Bitcoin (BTC) bears have been in control for far too long these past few months. The bulls appear to have given up without even putting up a fight. This is to be expected in markets like these when fears of a government crackdown, stringent regulations and exchange hacks constantly loom over the horizon. The global economy is in shambles and investors in most markets are running scared. It is natural to expect such deep rooted negative sentiment considering most investors bought Bitcoin (BTC) only because it was going up, on in other words to make money. The number of investors who bought Bitcoin (BTC) out of principle is insignificant comparatively.
Investors who did not do their research and bought only because the price was making 5% gains every passing day were quick to sell when things turned bad. Some of them sold at the earliest sight of a correction whereas others held on thinking Bitcoin (BTC) will not fall below a certain level. For some, that level was $15,000 and for some it was $10,000. So, when Bitcoin (BTC) fell below those levels, those investors liquidated their positions which pulled the price further down.
Some investors in the crypto community actually think that CME or CBOE Bitcoin (BTC) Futures had something to do with it, or an exchange hack was behind this prolonged correction. However, the simple explanation to all these speculations is that the price was supposed to correct after such a big run. Professionals, who have been investing in other markets before cryptocurrencies, saw this coming. However, amateur investors who had no prior trading experience were alarmed by the big price drops and most of them panic sold.
This has two important implications. Firstly, the number of amateur investors looking to panic sell has decreased significantly. Most of those who wanted to get out have already done so. Bitcoin (BTC) is down 70% from all time high. The number of potential “panic sellers” at this point is negligible. However, same is the case with the number of new retail buyers. Why is that? That is because most of the buyers were first time buyers who bought near the top around $17,000 to $19,000 levels. When the correction began, most of them sold at 40 to 50 percent losses, some even more than that.

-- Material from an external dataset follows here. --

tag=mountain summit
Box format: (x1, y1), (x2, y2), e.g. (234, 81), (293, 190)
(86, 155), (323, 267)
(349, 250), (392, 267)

This means that most of those buyers are now looking to get back the same number of coins that they lost. The only way they can do that is if Bitcoin (BTC) price comes down to $3,000 or $2,000 levels. This explains the prevalent negative sentiment in the market right now. Institutional investors do not buy on exchanges and the investors who buy on exchanges (retail) are expecting the price to fall further out of their own vested interests. Those who did not sell are still holding. So, what is going to happen next? Well, the price will test $6,000 and then continue to trade sideways for a while until a catalyst pumps it up. At that point, those retail investors looking to get their coins back will FOMO in, again at higher prices and Bitcoin (BTC) price will continue to rise towards new highs.